Spelling (Orthography) of Pinyin

Pinyin spells Chinese words a bit differently from the other systems that came before it. For example, initial "u" syllables are written with a "w" (as in "wang" instead of "uang"). The same approach is taken for initial "i," which converts to a "y" (as in "yang" instead of "iang"). Standalone "u" is spelled "wu," and standalone "i" is spelled "yi." Likewise, syllables starting with "ü" are spelled with initial "w" or "y" according to the case, followed by "u" without the dieresis, and then the vowel (as in "üe" being spelled "yue"). In fact, "ü" is written as "u" whenever it would not cause confusion.

It is essential to be aware that Pinyin simplifies spelling in many cases, even when the pronunciation is still more complex. For example, "iou," "uei," and "uen" become "iu," "ui" and "un" respectively when following a consonant, even though that is not the way they are pronounced. The "uo" diphthong is almost always rendered just "o" under the same circumstances (as in "buo," which is spelled "bo.")

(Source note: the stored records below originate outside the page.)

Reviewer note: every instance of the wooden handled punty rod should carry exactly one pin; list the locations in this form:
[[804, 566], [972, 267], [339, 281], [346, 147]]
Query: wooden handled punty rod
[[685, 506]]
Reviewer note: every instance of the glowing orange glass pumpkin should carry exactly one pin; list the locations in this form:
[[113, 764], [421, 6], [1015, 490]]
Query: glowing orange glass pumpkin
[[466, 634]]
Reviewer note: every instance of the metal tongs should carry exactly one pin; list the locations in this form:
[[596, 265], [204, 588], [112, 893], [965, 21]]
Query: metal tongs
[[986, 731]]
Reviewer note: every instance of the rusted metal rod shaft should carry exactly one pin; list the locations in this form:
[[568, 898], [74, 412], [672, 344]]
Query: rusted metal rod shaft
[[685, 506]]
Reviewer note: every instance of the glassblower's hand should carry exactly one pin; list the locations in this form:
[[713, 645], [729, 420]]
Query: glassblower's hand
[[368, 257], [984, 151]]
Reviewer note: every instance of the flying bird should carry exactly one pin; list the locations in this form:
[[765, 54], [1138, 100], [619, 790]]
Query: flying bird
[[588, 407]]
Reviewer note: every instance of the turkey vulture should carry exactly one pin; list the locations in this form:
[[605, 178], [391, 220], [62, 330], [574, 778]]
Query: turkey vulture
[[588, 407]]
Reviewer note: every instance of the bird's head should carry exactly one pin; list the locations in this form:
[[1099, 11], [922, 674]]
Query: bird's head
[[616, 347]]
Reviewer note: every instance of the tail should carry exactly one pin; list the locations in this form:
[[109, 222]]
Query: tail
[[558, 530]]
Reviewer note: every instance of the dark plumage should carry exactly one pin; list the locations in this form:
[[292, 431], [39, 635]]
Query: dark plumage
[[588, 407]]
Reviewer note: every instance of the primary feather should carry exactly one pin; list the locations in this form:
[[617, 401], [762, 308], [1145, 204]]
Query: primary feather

The apostrophe is employed to separate syllables that might be confused if rendered without it. For example, pi'ao and piao are two separate words, the first one being represented by two characters, and the second by one.

If "e" (pronounced as a schwa) is all by itself, it is written ê. Otherwise, the schwa is just written as "e" when in words.


Each character in Chinese is a separate syllable. Though many characters are compounds of two or more other characters, they are written together as a single character. Mandarin is polysyllabic, meaning that many "words" are really combinations of more than one character. The spacing in Pinyin reflects the distinction between words, not characters. With long words of combined meanings, spaces are inserted to divide them along their combination lines (like stainless steel)

Duplicated words (like rén-rén, meaning "everybody") are written together without a space. If the duplication is ABAB, there is a space between the sets (as in yánjiü yánjiü, meaning study or research). Duplicated words of form AABB are hyphenated (as in láilái-wǎngwǎng, meaning back-and-forth).

Nouns are a single word, including prefixes and suffixes. Location modifiers are usually separated with the hyphen, however (as in hé-li (along side the river)). A few are not, by tradition (as tiänshang - in the sky). Surnames are written together, but separation is placed between first names and family names. Names are capitalized, but titles are not if they follow the name (for example, Lǐ xiānsheng (Mr. Li)). They are capitalized if they are honorifics coming before the name (Lao Qián (elder Mr. Qian)). Geographical names are also capitalized.

Verbs with suffixes are written as one word. "Le," a sentence-ending suffix, is written as a separate word. Verbs are separated from objects, but sometimes single-syllable verbs and adverbs are written together, as in zhěnglǐ hǎo (straighten out).

Pronouns are connected to their plurals (as in wǒ and wǒmen - I and we). Many demonstrative pronouns and interrogatory pronouns are separated. There are a few exceptions: nà li (there), zhèbian (over here) and a few others.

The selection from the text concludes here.